The announcement of this decoration had provoked the indignation of the victims of sexual abuse, the prelate being accused of having overlooked the abuses committed by a priest of the diocese of Trier at the time when he was its bishop. (2002-2008). Explaining “Take criticism very seriously”, he then wanted this event to be an opportunity for reflection and self-criticism on the part of the German Church, engaged since early 2020 in a “Synodal path”, name given to an unprecedented dialogue, carried out jointly by the Conference of Bishops and the Central Committee of German Catholics in a spirit of reform.

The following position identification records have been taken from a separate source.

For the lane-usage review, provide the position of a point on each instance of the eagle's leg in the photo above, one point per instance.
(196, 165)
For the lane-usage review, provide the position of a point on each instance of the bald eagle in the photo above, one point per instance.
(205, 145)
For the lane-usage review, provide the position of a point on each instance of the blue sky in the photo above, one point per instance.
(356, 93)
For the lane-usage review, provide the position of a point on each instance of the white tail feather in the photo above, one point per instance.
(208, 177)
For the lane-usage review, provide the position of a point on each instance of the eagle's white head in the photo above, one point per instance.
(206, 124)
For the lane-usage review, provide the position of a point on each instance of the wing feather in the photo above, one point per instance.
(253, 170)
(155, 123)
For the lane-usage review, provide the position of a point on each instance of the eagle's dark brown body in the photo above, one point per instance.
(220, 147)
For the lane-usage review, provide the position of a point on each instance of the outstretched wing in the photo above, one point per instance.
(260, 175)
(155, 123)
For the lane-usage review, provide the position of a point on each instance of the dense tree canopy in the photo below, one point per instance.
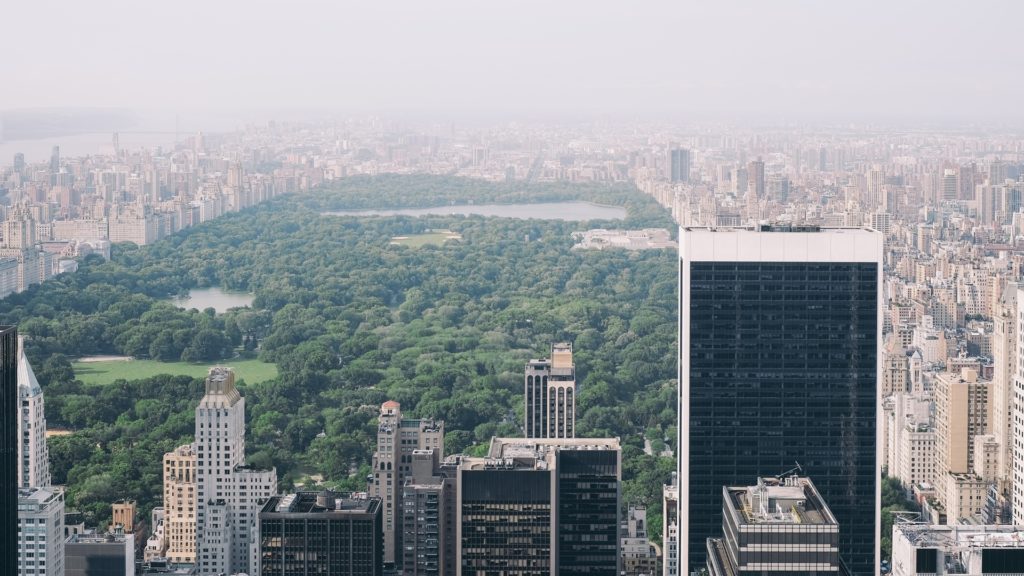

Spokesman for the reformers

By renouncing this distinction and then, a month later, by publicly announcing that he had asked to be relieved of his office as archbishop, Cardinal Marx posed more than ever as a spokesperson for the reformers in the face of those he accuses, in his letter to the Pope, not to want “Accept the responsibility and the complicity of the institution” and of « s’oppose[r] to any dialogue of reform and renewal in connection with the crisis of sexual abuse ”.

Without quoting it, Cardinal Marx clearly alludes here to Cardinal Rainer Maria Woelki, Archbishop of Cologne, accused of having long covered two priests suspected of sexual violence. In mid-May, the Pope appointed two “apostolic visitors”, extraordinary papal envoys, charged with“To apprehend the complex pastoral situation within the archdiocese and to study possible faults” of several prelates of the diocese, including Cardinal Woelki for whom calls for resignation have multiplied in recent months.